По просьбе заключенных начальство охотно сажало их вдвоем; так, например, я одно время сидел с Канторовичем.
Около декабря Киску, по подозрению в участии в моем деле, выслали этапом в Архангельскую губернию. Оттуда она перебралась в Швейцарию.
Совместное сидение хуже, чем одиночное; измученные люди вскоре начинают раздражаться, ссориться, и начальство вновь разделяет их. Но сидеть одному очень тоскливо, а потому вновь возникают просьбы о помещении с кем‑нибудь вдвоем.
Наши камеры были неравной величины: угловые – побольше, неугловые – темные каморки с выкрашенными до половины в серый цвет стенами, представляющими смесь грязных белил с карандашными и высеченными надписями прежних жильцов. На асфальтовом полу, у стены, помещалась железная койка с соломенным матрацем, соломенной подушкой и одеялом серого грубого сукна. Постельное белье было из холста. У дверей помещалась параша: ведро с крышкой, вделанное в серый табурет. У окна ставилась на полочку жестяная керосиновая лампа, горевшая всю ночь. Понятно, какой воздух был в камере зимой: тут смешивались запахи керосиновой гари, параши и табаку. Политические пользовались разрешением носить свою одежду и белье. Кто сидел в третьем и четвертом этажах по переднему фасаду, тот обыкновенно целые дни торчал на табурете перед окном, рассматривая протекающую на улице свободную жизнь: пешеходов, извозчиков, посетителей, идущих по двору на свидание или для «передачи». У меня не было ни свиданий, ни передач; но я несколько раз получал по почте от друзей небольшие деньги, раз получил две смены белья и носки.
На собственные деньги заключенных, хранившиеся в конторе, мы каждый день вечером составляли список покупок, – их утром приносил и раздавал надзиратель. Против тюрьмы, на углу, была бакалейная торговля, где можно было купить томаты, брынзу, колбасу, чай, сахар, табак и белый хлеб. Но я редко мог баловать себя такими вещами, а тюремная пища была всегда одна и та же: кислый борщ с мелко нарезанными кусочками коровьих голов да пшенная каша с бараньим салом. При полуторе фунта в день черного хлеба, при ужине из чашки жидкой пшенной кашицы я часто бывал впроголодь. Утром в шесть часов давали кипяток, слегка подкрашенный чаем, и два куска пиленого сахара.

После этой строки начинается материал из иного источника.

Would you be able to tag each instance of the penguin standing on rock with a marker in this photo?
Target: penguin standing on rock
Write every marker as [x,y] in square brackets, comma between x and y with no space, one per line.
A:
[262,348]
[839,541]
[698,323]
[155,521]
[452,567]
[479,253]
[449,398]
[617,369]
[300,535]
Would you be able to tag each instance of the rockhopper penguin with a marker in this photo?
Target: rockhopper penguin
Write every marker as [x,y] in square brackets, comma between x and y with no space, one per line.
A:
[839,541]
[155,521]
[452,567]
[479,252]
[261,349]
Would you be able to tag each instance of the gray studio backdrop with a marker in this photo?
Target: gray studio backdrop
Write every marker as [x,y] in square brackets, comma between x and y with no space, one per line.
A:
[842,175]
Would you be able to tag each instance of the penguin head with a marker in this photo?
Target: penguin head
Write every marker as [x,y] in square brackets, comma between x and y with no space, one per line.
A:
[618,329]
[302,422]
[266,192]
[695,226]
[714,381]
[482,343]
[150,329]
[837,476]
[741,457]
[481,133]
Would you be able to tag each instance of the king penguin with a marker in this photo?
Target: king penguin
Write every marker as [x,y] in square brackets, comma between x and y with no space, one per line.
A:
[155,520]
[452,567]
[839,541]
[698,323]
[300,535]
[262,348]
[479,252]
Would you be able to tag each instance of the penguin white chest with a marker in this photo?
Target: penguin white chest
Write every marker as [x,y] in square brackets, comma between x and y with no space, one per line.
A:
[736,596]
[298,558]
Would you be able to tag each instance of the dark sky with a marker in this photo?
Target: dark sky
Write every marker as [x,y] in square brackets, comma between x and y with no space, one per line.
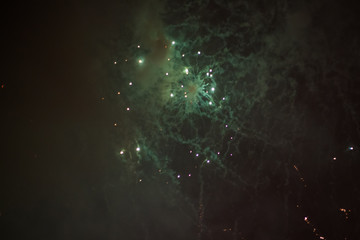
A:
[285,105]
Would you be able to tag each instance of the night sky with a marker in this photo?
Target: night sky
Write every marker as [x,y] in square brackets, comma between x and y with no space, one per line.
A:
[194,119]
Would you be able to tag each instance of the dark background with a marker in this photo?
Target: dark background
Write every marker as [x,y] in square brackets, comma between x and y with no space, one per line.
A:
[60,178]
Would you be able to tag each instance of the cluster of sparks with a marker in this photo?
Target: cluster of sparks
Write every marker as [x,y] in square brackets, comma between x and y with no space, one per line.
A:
[192,91]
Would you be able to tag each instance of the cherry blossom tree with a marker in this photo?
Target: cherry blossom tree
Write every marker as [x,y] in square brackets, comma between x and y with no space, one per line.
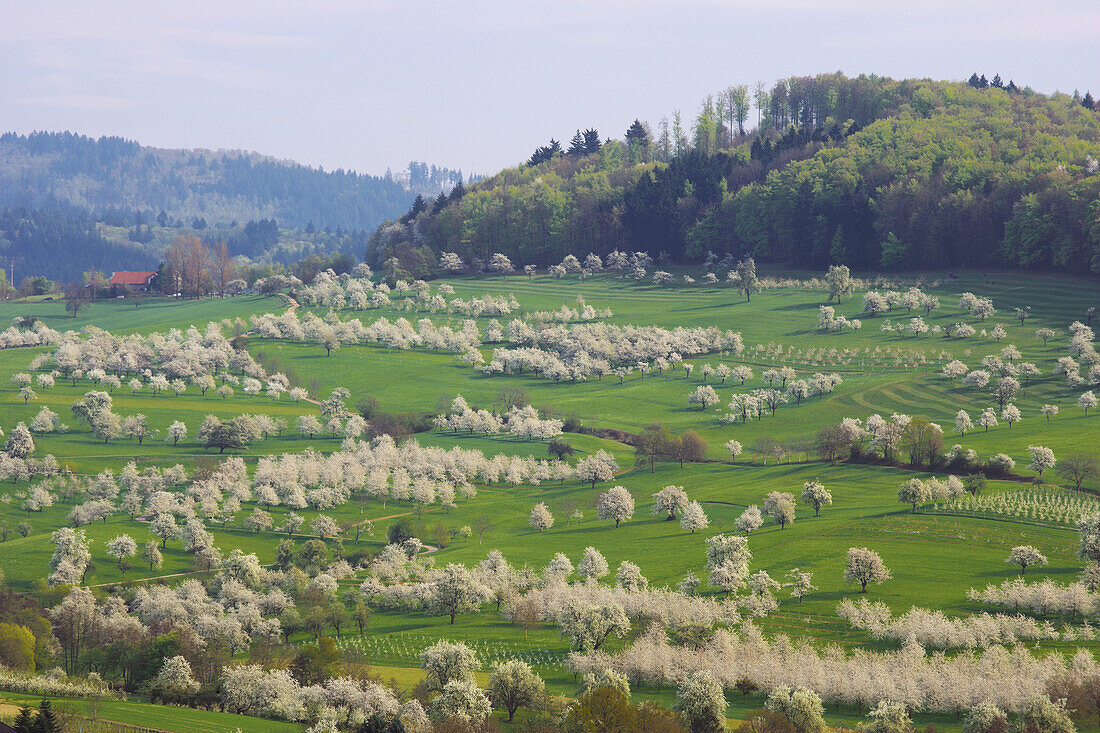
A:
[801,707]
[164,526]
[735,448]
[1042,458]
[669,501]
[120,548]
[616,504]
[593,566]
[914,492]
[514,685]
[20,444]
[750,520]
[446,662]
[702,702]
[1025,555]
[727,560]
[541,518]
[693,517]
[704,396]
[780,506]
[628,577]
[865,566]
[596,468]
[815,494]
[455,590]
[801,583]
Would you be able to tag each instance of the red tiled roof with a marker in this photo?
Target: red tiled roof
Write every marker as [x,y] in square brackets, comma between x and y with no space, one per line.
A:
[131,277]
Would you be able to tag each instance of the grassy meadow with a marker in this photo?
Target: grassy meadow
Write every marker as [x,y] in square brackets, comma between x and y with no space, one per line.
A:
[933,558]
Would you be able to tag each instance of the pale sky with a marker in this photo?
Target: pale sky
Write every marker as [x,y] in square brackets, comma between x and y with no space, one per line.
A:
[477,85]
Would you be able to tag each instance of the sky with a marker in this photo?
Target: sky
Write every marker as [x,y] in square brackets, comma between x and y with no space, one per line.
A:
[477,85]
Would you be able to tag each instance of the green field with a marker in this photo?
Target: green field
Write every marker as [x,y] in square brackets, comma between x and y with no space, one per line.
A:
[934,559]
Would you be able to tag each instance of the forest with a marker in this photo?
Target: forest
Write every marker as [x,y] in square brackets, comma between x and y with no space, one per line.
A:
[69,203]
[870,172]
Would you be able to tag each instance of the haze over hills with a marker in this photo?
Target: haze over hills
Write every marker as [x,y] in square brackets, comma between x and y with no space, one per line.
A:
[69,203]
[869,172]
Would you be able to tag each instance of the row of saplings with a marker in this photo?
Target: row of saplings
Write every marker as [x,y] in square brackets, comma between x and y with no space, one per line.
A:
[455,703]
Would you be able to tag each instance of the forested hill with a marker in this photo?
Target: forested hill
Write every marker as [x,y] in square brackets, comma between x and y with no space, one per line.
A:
[870,172]
[64,171]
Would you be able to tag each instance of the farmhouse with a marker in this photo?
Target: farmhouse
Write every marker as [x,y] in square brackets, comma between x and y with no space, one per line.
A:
[133,279]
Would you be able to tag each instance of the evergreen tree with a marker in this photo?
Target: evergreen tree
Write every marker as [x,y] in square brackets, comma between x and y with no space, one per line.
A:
[24,721]
[458,192]
[591,141]
[636,135]
[418,205]
[440,201]
[45,721]
[576,144]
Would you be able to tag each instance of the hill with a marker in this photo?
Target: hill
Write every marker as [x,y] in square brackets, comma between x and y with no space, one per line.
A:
[871,172]
[69,203]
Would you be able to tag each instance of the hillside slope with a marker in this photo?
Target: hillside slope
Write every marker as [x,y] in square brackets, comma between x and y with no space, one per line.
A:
[869,172]
[68,171]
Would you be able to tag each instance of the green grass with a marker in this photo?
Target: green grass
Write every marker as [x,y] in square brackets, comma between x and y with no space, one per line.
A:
[161,718]
[934,559]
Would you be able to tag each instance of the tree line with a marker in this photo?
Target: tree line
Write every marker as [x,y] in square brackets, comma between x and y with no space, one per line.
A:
[870,172]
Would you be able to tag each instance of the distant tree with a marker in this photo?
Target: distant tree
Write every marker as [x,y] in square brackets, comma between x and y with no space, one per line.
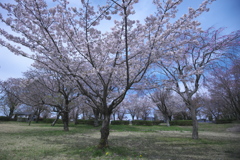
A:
[57,92]
[162,99]
[185,66]
[11,91]
[224,88]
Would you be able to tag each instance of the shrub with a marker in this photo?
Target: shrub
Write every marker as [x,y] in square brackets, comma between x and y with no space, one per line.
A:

После чая дежурный уголовный арестант вносил мокрую швабру, которой я протирал пол; потом выносил парашу в уборную. В девять часов происходила «поверка» – обход камер начальником или старшим надзирателем, то же повторялось после семи часов вечера. Два раза в день в неопределенно изменяющиеся часы мы должны были «гулять», то есть ходить взад‑вперед по двору перед тюрьмой.
Итак, это была так называемая «открытая» тюрьма. Иногда надзиратели после вечерней поверки (случалось, даже днем) впускали нас друг к другу в камеры или открывали откидные форточки дверей; просунув наружу голову, мы могли видеть сидящих на противоположной стороне коридора знакомых. Завязывались разговоры, дискуссии, наконец – просто болтовня.
Наиболее свободный режим был месяца два при новом начальнике, частном приставе (старый чахоточный начальник умер). Этот апоплексический солдафон тоже умер – от «кондрашки». Он обыкновенно почти не выходил из лазарета, где пил с фельдшерицей водку и вызывал туда более покладистых политических для разговоров о «высоких материях». Он умер, должно быть, потому, что круто переменился образ его жизни: двадцать лет пристав кричал в своем участке, распекал, бил, грозил, а тут сразу попал в сонную тишину канцелярии.
Так или иначе, при этом странном либерале двери наших камер даже не запирались; мы разгуливали в гости друг к другу с утра до вечера.